All-cause and cause-specific mortality in systemic lupus erythematosus: a population-based study

Affiliations

All-cause and cause-specific mortality in systemic lupus erythematosus: a population-based study

Bahar Moghaddam et al. Rheumatology (Oxford). .

Abstract

Objective: To investigate all-cause and cause-specific mortality in SLE patients between two time periods, 1997-2005 and 2006-14.

Methods: We used an administrative health database from the province of British Columbia, Canada to match all incident SLE patients to 10 non-SLE individuals on sex, age and index date. Cohorts were divided into two subgroups, according to diagnosis year: early cohort 1997-2005 and late cohort 2006-14. The outcome was death [all-cause, renal disease, cancer, infection, cardiovascular disease (CVD) and other]. Hazard ratios (HR) and 95% CIs were estimated using univariate and multivariable Cox models.

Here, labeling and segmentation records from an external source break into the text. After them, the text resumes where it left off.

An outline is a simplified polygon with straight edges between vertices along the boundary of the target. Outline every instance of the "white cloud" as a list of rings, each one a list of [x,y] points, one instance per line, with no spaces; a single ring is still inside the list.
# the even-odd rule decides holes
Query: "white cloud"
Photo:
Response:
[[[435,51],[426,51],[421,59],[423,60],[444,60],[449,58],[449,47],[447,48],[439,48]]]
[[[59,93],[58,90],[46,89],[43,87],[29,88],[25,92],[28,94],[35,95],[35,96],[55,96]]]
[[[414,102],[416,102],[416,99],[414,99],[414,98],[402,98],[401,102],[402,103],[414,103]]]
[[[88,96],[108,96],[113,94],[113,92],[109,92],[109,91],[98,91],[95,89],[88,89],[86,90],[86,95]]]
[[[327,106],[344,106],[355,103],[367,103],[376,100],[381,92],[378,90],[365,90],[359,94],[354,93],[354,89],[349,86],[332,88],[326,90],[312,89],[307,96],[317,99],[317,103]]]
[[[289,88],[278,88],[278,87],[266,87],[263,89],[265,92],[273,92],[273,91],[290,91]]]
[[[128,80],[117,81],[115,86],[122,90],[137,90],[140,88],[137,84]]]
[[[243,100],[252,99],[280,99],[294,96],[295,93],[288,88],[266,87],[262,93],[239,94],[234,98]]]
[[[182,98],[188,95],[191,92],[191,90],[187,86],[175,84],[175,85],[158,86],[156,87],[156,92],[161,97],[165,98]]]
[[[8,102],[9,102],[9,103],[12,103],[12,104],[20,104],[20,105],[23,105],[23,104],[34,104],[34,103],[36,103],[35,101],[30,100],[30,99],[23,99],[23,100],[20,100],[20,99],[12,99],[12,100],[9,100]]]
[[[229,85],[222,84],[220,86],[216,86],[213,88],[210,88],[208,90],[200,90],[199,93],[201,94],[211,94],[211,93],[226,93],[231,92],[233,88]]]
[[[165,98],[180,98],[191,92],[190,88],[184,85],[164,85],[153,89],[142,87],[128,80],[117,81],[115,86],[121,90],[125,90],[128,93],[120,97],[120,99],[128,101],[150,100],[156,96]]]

Results: Among 6092 SLE patients and 60 920 non-SLE individuals, there were 451 and 1910 deaths, respectively. The fully adjusted all-cause mortality HR (95% CI) in the overall SLE cohort was 1.85 (1.66, 2.06), with no statistically significant improvement between early and late cohorts [1.95 (1.69, 2.26) vs 1.74 (1.49, 2.04)]. There was excess mortality from renal disease [3.04 (2.29, 4.05)], infections [2.74 (2.19, 3.43)] and CVD [2.05 (1.77, 2.38)], but not cancer [1.18 (0.96, 1.46)], in the overall SLE cohort. There was no statistically significant improvement in cause-specific mortality between early and late cohorts for renal disease [3.57 (2.37, 5.36) vs 2.65 (1.78, 3.93)], infection [2.94 (2.17, 3.98) vs 2.54 (1.84, 3.51)] and CVD [1.95 (1.60, 2.38) vs 2.18 (1.76, 2.71)]. There was no increase in cancer-related mortality in either cohort [1.27 (0.96, 1.69) vs 1.10 (0.82, 1.48)].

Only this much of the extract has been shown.